Après échange d'observations, dans le cadre desquelles l'inspecteur de recouvrement a maintenu les chefs de redressement n°6, 7, 8 et 9 et annulé le chef de redressement n°3 (d'un montant de 1 688 euros), l'URSSAF a notifié à la cotisante une mise en demeure datée du 9 novembre 2018 d'un montant de 94 462 euros (dont 83 707 euros de cotisations et contributions, 2 847 euros de majorations de redressement et 7 008 euros majorations de retard).
Par décision du 30 septembre 2020, la commission de recours amiable a annulé le chef de redressement n°6 d'un montant de 12 060 euros et rejeté les contestations de la cotisante afférentes aux chefs de redressement n°5 et 9.
La cotisante a saisi le 10 décembre 2020 le pôle social d'un tribunal judiciaire.
Par jugement en date du 25 août 2023, le tribunal judiciaire de Toulon, pôle social, a:
* 'considéré' comme non contestés les chefs de redressements n°1, 2, 4, 7, 10, 11, 12, 13, 14, 15, 16, 17 et 18,
* 'considéré comme annulés' les chefs de redressement n°3 et 6,
* 'considéré' comme fondé le chef de redressement n°5 pour son montant de 28 444 euros outre 2 804 euros de majorations de retard,
* 'considéré' comme non fondé le chef de redressement n°8 pour son entier montant de 5 917 euros,
* 'considéré' comme non fondé le chef de redressement n°9 pour son entier montant de 3 970 euros,
* condamné la cotisante à payer à l'URSSAF la somme de 61 757 euros de cotisations outre 2 847 euros de majorations pour absence de mise en conformité outre les majorations de retard à recalculer au titre de la mise en demeure du 9 novembre 2018,
* débouté les parties de leurs demandes sur le fondement de l'article 700 du code de procédure civile,
* condamné la cotisante aux dépens.
La cotisante en a relevé régulièrement appel dans des conditions de délai et de forme qui ne sont pas discutées recours par déclarations aux [15] en date des 14 septembre 2023 et 25 septembre 2023 enregistrés sous les références RG 23/12022 et 23/11707.

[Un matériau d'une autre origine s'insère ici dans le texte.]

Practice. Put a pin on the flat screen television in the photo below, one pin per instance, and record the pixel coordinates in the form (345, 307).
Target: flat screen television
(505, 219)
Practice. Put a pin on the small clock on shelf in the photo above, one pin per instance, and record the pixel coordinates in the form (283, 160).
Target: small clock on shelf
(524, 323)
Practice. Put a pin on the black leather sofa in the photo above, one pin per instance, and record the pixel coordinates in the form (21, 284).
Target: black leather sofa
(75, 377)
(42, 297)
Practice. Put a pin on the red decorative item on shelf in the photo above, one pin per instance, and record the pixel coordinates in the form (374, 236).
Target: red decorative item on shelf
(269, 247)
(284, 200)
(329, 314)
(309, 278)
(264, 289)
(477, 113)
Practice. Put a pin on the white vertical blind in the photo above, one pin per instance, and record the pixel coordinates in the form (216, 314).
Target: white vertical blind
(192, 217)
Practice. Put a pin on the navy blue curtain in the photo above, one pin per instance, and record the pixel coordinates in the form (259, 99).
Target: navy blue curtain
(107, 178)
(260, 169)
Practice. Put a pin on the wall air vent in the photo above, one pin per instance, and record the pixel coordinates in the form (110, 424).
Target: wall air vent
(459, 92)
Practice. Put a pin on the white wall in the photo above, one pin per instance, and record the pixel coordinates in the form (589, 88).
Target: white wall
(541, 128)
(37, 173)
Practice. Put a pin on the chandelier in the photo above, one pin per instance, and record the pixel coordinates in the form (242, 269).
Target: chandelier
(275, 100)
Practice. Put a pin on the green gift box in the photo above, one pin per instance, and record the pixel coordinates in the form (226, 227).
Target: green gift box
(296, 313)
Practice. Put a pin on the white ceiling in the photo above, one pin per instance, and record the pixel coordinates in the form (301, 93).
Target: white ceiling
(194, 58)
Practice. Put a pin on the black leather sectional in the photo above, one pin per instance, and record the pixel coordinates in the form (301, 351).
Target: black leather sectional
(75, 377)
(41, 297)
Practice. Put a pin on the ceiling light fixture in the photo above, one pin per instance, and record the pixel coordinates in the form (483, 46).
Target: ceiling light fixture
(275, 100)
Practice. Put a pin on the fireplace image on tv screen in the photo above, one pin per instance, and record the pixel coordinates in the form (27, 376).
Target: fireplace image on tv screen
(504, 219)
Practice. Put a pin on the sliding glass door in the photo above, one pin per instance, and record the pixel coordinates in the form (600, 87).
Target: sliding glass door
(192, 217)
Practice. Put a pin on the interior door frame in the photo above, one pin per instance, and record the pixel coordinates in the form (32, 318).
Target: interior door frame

L'URSSAF en a également relevé appel par lettre recommandée avec avis de réception expédiée le 21 septembre 2023. Cette procédure a été enrôlée sous la référence RG 23/12001.
Par ordonnances de jonction en date des 6 octobre 2023 et 28 mai 2025 ces trois procédures ont été jointes sous la référence RG 13/12001.
Par conclusions remises par voie électronique le 22 juillet 2024, modifiées et soutenues à l'audience, auxquelles il est expressément renvoyé pour l'exposé plus ample de ses moyens et arguments, la cotisante sollicite la confirmation du jugement en ce qu'il a annulé les chefs de redressement n°8 et 9 et son infirmation en ce qu'il a jugé non contestés les chefs de redressements n°1, 2, 4, 7, 10, 11, 12, 13, 14, 15, 16, 17 et 18, jugé fondé le chef de redressement n°5 et l'a condamnée au paiement de la somme de 61 757 euros de cotisations outre 2 847 euros de majorations pour absence de mise en conformité outre les majorations de retard à recalculer.
Elle demande à la cour:
* à titre principal, d'annuler la lettre d'observations et la mise en demeure ainsi que le redressement et le recouvrement,
* à titre subsidiaire, de juger le chef de redressement n°5 nul et subsidiairement toute majoration nulle,
* condamner l'URSSAF à lui payer la somme de 3 000 euros pour la procédure de première instance et celle de 7 000 euros en cause d'appel, le tout sur le fondement de l'article 700 du code de procédure civile ainsi qu'aux dépens.
Par conclusions n°2 réceptionnées par le greffe le 16 juin 2025, soutenues oralement à l'audience, auxquelles il est expressément renvoyé pour l'exposé plus ample de ses moyens et arguments, l'URSSAF sollicite la confirmation du jugement en ce qu'il a jugé fondé le chef de redressement n°5 pour son montant aussi que les majorations pour absence de mise en conformité y afférentes et son infirmation en ce qu'il a jugé non fondés les chefs de redressement n°8 et 9.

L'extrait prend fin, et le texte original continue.